When Does a Mixture of Products Contain a Product of Mixtures?
This work provides formal justification for intuitions about distributed representations in deep learning, with implications for model efficiency and design, though it is incremental in linking existing theoretical frameworks.
The paper investigates the representational power of restricted Boltzmann machines (RBMs) by connecting them to concepts in discrete mathematics and convex geometry, showing that mixtures of product distributions require exponentially more parameters than RBMs to represent certain probability distributions.

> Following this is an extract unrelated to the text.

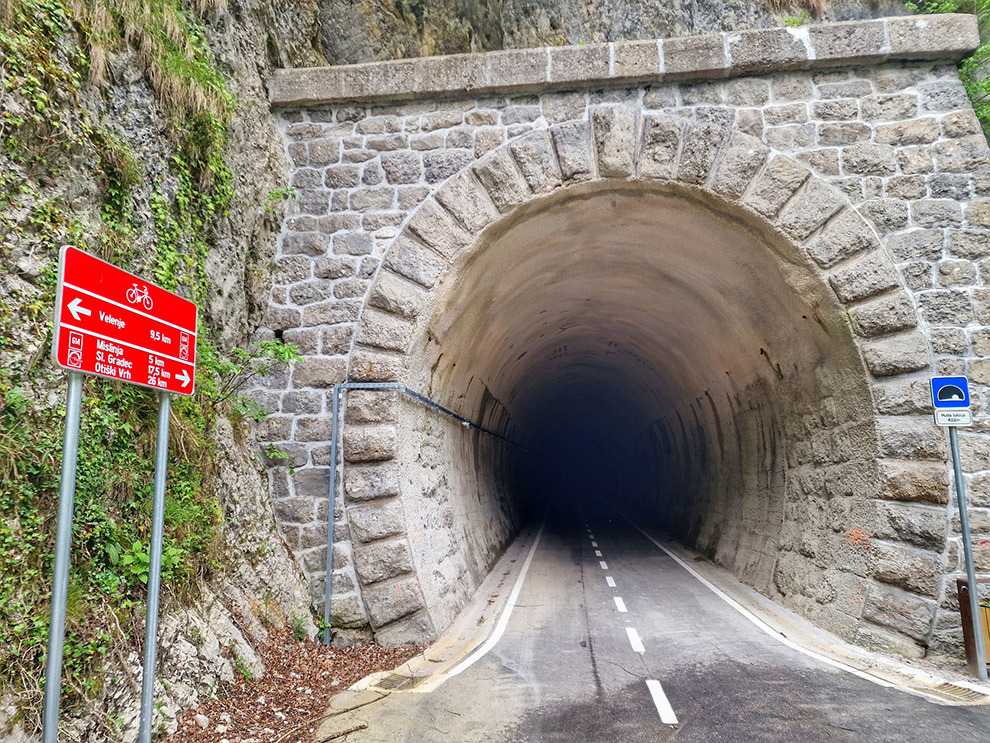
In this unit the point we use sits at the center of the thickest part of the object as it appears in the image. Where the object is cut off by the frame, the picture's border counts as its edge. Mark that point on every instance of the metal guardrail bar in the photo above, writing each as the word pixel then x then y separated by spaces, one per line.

We derive relations between theoretical properties of restricted Boltzmann machines (RBMs), popular machine learning models which form the building blocks of deep learning models, and several natural notions from discrete mathematics and convex geometry. We give implications and equivalences relating RBM-representable probability distributions, perfectly reconstructible inputs, Hamming modes, zonotopes and zonosets, point configurations in hyperplane arrangements, linear threshold codes, and multi-covering numbers of hypercubes. As a motivating application, we prove results on the relative representational power of mixtures of product distributions and products of mixtures of pairs of product distributions (RBMs) that formally justify widely held intuitions about distributed representations. In particular, we show that a mixture of products requiring an exponentially larger number of parameters is needed to represent the probability distributions which can be obtained as products of mixtures.